It’s time for another small blog about the ODROID-XU4.
This is just a quick tip to improve your network and USB performance even more. It will optimize your hardware interrupts (IRQ) affinity on your ODROID-XU4.
This guide is for the 3.10.y kernel and debian 8. For other kernel versions the interrupts may have different numbers.
Description
Whenever a piece of hardware, such as disk controller or ethernet card, needs attention from the CPU, it throws an interrupt. The interrupt tells the CPU that something has happened and that the CPU should drop what it’s doing to handle the event.
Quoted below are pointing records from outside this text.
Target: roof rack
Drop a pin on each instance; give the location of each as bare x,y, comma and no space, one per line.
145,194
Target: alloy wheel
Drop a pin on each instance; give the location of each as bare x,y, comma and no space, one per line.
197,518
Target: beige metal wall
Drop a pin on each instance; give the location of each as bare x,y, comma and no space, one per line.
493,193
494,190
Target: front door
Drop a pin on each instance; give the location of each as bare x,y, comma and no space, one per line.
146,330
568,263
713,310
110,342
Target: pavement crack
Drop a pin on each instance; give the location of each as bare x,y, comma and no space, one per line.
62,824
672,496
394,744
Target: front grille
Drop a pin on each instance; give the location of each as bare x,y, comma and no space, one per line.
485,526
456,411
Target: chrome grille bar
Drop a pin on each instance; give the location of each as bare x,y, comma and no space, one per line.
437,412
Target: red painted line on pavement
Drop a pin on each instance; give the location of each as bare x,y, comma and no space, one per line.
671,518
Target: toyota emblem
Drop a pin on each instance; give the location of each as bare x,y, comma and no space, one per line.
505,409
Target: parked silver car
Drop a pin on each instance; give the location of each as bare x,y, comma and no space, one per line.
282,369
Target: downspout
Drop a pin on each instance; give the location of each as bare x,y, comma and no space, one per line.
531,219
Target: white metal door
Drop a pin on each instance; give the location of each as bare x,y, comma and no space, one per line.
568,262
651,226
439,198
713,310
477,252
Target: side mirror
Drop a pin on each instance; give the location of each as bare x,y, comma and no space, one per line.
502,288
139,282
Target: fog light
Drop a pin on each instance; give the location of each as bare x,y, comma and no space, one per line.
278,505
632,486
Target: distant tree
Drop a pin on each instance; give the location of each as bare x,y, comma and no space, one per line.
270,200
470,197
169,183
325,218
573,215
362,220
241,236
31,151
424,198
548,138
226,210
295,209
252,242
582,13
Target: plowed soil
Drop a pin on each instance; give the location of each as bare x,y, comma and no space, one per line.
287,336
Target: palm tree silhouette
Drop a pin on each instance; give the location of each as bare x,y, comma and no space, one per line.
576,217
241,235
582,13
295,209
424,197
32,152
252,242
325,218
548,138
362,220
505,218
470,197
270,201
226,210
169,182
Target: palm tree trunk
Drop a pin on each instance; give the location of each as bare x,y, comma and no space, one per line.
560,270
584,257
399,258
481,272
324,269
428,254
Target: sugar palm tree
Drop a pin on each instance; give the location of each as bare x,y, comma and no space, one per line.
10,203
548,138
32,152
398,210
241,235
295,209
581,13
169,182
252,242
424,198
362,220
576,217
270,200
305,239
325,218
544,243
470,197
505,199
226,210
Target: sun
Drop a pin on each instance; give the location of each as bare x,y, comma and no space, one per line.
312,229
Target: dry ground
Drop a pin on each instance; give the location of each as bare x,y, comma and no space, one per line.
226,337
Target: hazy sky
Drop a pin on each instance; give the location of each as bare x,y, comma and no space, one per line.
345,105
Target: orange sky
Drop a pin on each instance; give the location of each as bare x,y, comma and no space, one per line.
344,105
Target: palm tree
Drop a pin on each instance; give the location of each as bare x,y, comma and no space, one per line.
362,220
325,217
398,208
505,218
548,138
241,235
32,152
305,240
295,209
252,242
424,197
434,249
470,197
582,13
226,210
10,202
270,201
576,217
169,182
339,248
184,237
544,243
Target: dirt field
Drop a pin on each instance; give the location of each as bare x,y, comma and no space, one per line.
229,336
In order to prevent multiple devices from sending the same interrupts, the IRQ system was established where each device in a computer system is assigned its own special IRQ so that its interrupts are unique.Starting with the 2.4 kernel, Linux has gained the ability to assign certain IRQs to specific processors (or groups of processors). This is known as SMP IRQ affinity, and it allows you control how your system will respond to various hardware events. It allows you to restrict or repartition the workload that you server must do so that it can more efficiently do it’s job.
Source
It’s always a good idea to spread your interrupts evenly across all CPUs. In my case I want to achieve the best performance possible. Therefore I want to use the faster A15 CPU cluster for all important interrupt handling.
There are basically 3 different interrupts on a headless ODROID-XU4 server you should take into consideration:
- the USB2 port
- the first USB3 port
- the second USB3 port (the 1 Gigabit ethernet adapter is connected to this one)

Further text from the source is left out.